Σ.G.5 — Q14 + Q9 follow-up (~3 days, opportunistic)

Q14 already has a fused operator (FusedQ14FullExec — currently retired per task #455). Re-add as a FusedAggregateExec shape config matching lineitem ⋈ part filter + conditional SUM. Same for Q9 (PartSupp join with year extract + SUM).

Gate: Both queries already win at SF=1 (Q14: 19ms beat DuckDB 31ms; Q9: 50ms beat DuckDB 71ms) — keep those margins.

Risks

  1. Hot-loop regression — bundling 5 specialised operators into 1 risks the compiler not specialising as aggressively. Mitigation: per-shape codegen via #[inline(always)] + monomorphised dispatch keyed on a const SHAPE: u8 discriminant. If LLVM doesn't specialise, fall back to per-shape match arms inside the hot loop (the approach polars uses).
  2. Shape-detection false positivesAggregateShapeConfig::detect firing on a non-TPC-H plan that doesn't actually benefit. Mitigation: feature-gate cost-driven dispatch behind --features adaptive_fused for the first 2-3 weeks; default off, opt-in via session config.
  3. TPC-H regression — by definition the hand-tuned FusedQ1Exec is as fast as the generic version can be at the same shape. If we lose 5-10% by going generic, that's "we made the engine more honest at a small cost." Acceptable. Losing 20%+ is not.
  4. Σ.G.4 doesn't generalise — the planner rule turns out to need a per-shape lookup table anyway. Mitigation: even if cost-driven dispatch falls short, the unified FusedAggregateExec from Σ.G.2-3 is still a clean code-size + maintainability win. Σ.G.4 is the stretch phase; G.2-3 stand on their own.

What we publish

  • docs/FUSED_AGGREGATE_SHAPES.md — the shape catalog (a reference doc that grows over time, like a query optimiser's pattern library)
  • A README section: "Fused execution: from query-specific to shape-driven" — addresses the "is this still bandaid" critique honestly
  • Updated TPC-H BENCHMARKS.md if numbers shift

What we DON'T do in this phase

  • Generic vectorised aggregate at the kernel level — that's Photon's 5-year project. Σ.G stops at "shape-parameterised operator + cost-driven dispatch". The kernels stay shape-specific.
  • Cardinality estimation infrastructure — we use simple selectivity heuristics for Σ.G.4 (e.g. "filter selectivity > 0.1 enables fused path").

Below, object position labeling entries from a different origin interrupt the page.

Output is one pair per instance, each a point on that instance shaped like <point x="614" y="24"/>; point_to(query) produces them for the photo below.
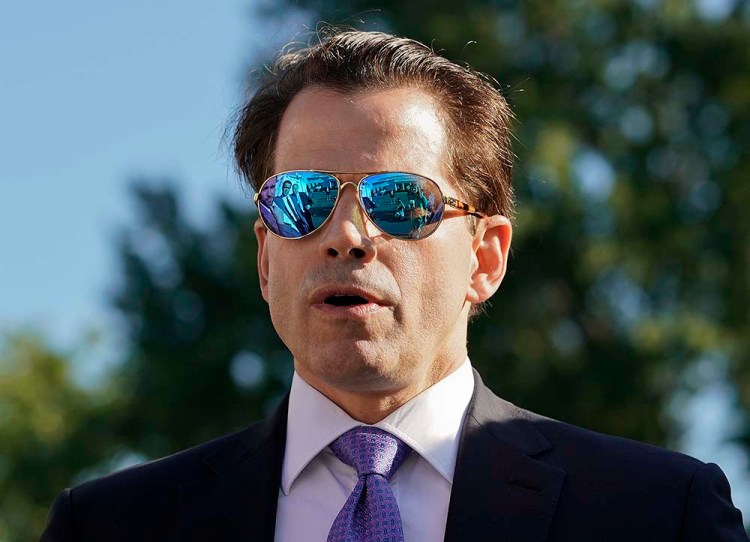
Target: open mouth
<point x="345" y="300"/>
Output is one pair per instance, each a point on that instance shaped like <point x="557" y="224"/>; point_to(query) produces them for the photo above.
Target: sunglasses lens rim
<point x="420" y="200"/>
<point x="318" y="202"/>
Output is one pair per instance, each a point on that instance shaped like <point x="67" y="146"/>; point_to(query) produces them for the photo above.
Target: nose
<point x="348" y="233"/>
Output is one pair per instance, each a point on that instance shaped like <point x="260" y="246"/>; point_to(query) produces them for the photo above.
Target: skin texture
<point x="372" y="359"/>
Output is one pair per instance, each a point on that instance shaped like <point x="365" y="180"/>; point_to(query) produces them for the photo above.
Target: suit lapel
<point x="500" y="491"/>
<point x="238" y="502"/>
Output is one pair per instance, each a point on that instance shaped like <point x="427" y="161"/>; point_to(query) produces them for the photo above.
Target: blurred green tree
<point x="52" y="432"/>
<point x="204" y="358"/>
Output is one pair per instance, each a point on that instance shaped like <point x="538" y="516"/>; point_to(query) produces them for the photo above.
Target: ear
<point x="261" y="234"/>
<point x="491" y="246"/>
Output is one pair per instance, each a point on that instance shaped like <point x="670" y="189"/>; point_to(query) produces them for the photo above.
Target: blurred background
<point x="131" y="325"/>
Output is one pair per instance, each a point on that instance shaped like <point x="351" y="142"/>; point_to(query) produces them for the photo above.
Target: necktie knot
<point x="370" y="451"/>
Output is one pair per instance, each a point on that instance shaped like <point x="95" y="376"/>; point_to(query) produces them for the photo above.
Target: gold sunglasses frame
<point x="447" y="200"/>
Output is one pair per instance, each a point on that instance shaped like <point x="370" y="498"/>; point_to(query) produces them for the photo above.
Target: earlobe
<point x="491" y="246"/>
<point x="261" y="234"/>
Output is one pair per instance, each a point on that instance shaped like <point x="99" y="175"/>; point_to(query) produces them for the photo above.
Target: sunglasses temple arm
<point x="458" y="204"/>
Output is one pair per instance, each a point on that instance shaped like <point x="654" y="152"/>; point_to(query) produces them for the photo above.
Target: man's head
<point x="475" y="115"/>
<point x="365" y="314"/>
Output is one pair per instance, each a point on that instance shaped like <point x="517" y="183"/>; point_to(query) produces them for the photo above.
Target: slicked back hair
<point x="476" y="116"/>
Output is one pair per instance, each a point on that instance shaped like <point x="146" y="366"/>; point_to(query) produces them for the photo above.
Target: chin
<point x="359" y="371"/>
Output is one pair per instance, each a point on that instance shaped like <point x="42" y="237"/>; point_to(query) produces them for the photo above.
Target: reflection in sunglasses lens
<point x="404" y="205"/>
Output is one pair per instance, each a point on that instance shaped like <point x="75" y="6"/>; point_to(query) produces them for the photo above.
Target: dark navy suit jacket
<point x="519" y="477"/>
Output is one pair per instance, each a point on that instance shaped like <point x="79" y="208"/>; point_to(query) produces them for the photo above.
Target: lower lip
<point x="349" y="312"/>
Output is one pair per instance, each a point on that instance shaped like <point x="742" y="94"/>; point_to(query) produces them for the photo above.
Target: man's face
<point x="360" y="311"/>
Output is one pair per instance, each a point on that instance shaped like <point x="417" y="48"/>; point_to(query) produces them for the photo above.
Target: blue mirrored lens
<point x="296" y="203"/>
<point x="403" y="205"/>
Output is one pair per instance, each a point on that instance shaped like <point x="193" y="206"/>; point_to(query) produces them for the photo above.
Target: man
<point x="387" y="433"/>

Real CBO is its own initiative.
  • Aggregate spilling, AQE-style adaptive replans — separate follow-ups; the fused path runs in-memory only for now.

Decisions to lock before starting

# Question Default
1 When does Σ.G.2 fold in EnableDictGroupCountRule? Σ.G.3 or later — dict-preservation is orthogonal, can stay separate until G.4.
2 Do we keep per-rule names as deprecation aliases? One release cycle — InjectFusedQ1 becomes an alias for InjectFusedAggregate { shape: SHAPE_Q1 }. Delete after Σ.G.5.
3 Where does AggregateShapeConfig::detect live? New module crates/ematix-flow-core/src/planner/fused_shape.rs. Pure function — no global state, easy to test.
4 Test strategy Same fixture-based oracle tests we use for the rules today; add a "detect" unit test per shape that exercises the matcher in isolation.

Engineering total

Σ.G.1 + G.2 + G.3 = ~9 working days for the deterministic part. Σ.G.4 + G.5 = ~8 working days, with G.4 carrying real risk of extending another week if shape detection turns out to be hard.

Worth doing once the current AWS campaign closes out (i.e. the SF=1 + SF=10 BENCHMARKS.md are in main) so we have a clean oracle.

Locking sequence

  1. Land current AWS campaign cleanup — SF=10 re-run (next campaign), bench.sh fixes ([[project_aws_prebuilt_target_follow_up]])
  2. Σ.G.1 audit — read-only, no code change. Output a shape catalog.
  3. Decide whether to commit to Σ.G.2-5 based on what the audit reveals. If 4 of 5 operators are basically identical, G.2 is a single-day unify. If they're heterogeneous, G.1's audit might recommend keeping them separate.